前回の続き
【各種資格講習の受講・・・B~C】
年間の受講スケジュールが決まっているため、事前に申し込み・申請が必要
下記のようなものが該当します。
- 障がい者職業生活相談員
- 雇用環境整備士第Ⅱ種(障がい者)
- 精神・発達障がい者仕事サポーター
- 企業在籍型ジョブコーチ
- メンタルヘルス・マネジメント検定(Ⅰ~Ⅲ種)
詳細については以前にミルマガジンでご紹介しています。
これまでの障がい者雇用では、人事担当者が中心となって知識を身に着け、求人から採用活動、雇用定着まで実施しているところが多かったのですが、近年は法律の改正や雇用義務、社会的責任(ダイバーシティ、ESG、SDGs など)により企業ではたらく障がい者の数は年々右肩上がりです。
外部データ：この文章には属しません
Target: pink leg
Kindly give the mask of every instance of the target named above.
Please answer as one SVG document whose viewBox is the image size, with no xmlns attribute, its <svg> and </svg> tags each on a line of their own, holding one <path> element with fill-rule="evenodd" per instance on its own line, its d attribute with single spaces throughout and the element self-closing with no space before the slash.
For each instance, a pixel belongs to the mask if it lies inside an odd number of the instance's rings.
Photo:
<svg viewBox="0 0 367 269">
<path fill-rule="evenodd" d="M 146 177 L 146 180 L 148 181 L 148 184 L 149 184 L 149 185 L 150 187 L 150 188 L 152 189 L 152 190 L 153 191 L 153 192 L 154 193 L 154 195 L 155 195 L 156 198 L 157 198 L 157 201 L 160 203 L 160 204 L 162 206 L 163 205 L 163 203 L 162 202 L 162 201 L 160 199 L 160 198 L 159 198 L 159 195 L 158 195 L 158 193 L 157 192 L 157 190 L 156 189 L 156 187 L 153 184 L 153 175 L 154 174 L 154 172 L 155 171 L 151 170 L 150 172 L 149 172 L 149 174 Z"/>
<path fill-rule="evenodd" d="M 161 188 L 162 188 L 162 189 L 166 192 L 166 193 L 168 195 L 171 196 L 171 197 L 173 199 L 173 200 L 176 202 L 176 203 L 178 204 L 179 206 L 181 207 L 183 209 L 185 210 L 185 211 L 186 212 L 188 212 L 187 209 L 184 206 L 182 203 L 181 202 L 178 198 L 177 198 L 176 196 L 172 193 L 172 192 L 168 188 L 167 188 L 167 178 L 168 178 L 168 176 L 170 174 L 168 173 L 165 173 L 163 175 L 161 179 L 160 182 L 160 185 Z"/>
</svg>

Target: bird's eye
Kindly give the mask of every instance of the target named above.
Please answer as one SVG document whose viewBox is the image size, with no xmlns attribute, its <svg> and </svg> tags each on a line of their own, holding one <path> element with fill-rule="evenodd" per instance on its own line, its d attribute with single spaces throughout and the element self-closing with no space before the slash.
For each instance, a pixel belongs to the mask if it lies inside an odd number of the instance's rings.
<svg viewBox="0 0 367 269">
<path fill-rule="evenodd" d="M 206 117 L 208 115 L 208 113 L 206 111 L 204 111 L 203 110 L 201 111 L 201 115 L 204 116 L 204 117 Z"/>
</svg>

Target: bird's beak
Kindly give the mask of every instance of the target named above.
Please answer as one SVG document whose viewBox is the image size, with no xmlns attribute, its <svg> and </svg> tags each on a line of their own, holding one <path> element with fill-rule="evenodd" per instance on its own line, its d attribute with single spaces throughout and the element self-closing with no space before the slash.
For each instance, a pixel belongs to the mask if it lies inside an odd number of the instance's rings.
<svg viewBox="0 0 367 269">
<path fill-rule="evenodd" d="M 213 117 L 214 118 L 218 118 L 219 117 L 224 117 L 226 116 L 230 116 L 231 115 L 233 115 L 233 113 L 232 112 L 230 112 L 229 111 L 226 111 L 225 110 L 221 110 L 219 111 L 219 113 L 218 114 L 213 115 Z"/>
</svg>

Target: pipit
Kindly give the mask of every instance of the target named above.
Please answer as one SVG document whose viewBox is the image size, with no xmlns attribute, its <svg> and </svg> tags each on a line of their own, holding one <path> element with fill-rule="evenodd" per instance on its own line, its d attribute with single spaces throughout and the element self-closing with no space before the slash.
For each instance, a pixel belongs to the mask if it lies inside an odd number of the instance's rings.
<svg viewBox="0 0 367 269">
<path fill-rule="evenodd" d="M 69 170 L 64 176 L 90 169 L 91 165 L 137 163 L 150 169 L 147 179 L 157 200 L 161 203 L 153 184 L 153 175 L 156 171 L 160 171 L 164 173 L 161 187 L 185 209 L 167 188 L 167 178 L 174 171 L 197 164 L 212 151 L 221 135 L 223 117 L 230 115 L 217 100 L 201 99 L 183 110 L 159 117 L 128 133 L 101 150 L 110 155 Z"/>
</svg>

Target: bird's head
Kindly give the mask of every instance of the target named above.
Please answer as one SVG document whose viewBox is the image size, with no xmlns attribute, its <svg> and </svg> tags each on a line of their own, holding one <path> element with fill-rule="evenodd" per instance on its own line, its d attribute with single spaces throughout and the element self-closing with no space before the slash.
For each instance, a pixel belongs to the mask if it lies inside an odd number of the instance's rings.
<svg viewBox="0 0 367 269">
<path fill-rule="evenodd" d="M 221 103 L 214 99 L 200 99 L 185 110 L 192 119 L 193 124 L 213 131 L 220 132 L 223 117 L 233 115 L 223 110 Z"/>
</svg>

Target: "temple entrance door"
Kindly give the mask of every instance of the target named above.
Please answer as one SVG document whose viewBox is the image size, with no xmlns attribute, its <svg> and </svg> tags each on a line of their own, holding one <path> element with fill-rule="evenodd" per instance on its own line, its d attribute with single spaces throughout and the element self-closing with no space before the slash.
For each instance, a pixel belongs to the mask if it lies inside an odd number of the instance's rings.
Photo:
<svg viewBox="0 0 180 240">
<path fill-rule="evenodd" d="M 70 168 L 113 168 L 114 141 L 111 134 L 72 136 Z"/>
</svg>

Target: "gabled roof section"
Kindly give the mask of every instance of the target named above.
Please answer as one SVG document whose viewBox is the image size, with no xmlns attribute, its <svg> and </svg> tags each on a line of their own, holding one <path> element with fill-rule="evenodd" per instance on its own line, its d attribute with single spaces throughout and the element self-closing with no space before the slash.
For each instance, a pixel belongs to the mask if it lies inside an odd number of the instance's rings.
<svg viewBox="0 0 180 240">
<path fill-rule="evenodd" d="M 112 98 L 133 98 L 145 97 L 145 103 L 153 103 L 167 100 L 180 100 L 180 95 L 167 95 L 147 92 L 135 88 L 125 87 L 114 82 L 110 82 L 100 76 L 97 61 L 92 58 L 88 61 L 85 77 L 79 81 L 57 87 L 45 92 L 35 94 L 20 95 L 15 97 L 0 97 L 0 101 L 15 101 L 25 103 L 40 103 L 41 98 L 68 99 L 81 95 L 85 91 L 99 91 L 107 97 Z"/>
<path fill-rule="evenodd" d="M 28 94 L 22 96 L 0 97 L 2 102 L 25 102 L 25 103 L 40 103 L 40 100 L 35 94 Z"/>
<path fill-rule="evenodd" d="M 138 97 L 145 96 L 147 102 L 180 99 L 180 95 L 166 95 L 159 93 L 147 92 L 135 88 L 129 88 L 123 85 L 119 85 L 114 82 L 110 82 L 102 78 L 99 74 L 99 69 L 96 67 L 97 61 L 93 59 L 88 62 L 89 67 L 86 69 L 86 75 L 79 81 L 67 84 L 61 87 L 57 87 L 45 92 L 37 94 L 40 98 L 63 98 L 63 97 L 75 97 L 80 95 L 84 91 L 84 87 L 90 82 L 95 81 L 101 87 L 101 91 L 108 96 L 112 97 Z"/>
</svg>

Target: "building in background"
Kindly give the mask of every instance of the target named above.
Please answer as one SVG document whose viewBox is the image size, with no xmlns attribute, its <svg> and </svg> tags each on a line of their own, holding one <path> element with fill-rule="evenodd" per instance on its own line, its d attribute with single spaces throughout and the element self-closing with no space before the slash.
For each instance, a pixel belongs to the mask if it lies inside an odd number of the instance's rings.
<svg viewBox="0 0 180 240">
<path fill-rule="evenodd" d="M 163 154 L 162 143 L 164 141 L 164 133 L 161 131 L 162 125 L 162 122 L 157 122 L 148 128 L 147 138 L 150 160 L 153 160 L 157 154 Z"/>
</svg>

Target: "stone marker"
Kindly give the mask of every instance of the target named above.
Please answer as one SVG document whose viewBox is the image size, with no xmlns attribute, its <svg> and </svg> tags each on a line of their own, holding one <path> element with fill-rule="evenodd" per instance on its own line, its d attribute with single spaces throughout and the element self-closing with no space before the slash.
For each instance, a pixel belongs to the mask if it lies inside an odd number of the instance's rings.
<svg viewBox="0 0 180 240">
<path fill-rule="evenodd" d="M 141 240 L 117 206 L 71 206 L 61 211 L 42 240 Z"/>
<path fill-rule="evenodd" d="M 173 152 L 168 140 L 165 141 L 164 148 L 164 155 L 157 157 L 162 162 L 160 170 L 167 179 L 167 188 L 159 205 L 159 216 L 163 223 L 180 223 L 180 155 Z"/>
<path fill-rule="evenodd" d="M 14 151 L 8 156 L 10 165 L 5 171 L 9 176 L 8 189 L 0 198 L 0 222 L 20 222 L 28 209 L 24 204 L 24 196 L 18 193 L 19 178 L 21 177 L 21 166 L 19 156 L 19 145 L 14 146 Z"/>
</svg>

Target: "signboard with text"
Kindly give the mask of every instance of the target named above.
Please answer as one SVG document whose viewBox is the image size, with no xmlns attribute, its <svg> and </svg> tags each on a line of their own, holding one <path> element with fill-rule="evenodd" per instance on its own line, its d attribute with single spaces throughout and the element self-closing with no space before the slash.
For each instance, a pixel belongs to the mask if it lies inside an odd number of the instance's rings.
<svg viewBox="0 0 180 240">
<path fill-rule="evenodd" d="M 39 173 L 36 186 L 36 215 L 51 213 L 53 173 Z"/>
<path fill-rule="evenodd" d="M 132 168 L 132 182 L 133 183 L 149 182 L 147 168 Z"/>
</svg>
その結果、会社内で人事担当者だけが障がい者の特性に精通しているだけでは足りず、組織全体として障がい者雇用に理解を示し、活動を広げていかなくてはならなくなりました。
そういった状況を踏まえ、障がいのある従業員と接する職場で必要となる知識を習得することができます。
但し、ほとんどの資格が随時受講できるわけではないため、対象となる資格の講習スケジュールを調べておく必要があります。資格によっては、年に1回の開催や講習会場が東京・大阪といったものもありますので注意してください。
※活用できる助成金制度あり
【業務委託・・・A~B】
社内理解が深まりやすく、障がい者雇用への影響も大きくなる。
企業から障がい者が通う障がい者就労支援福祉サービスに仕事を依頼(業務委託)するというお話を聞いたことがあると思います。おそらく内職のようなお仕事をイメージした方も多いと思いますが、実は企業から業務委託される仕事は多種多様になっています。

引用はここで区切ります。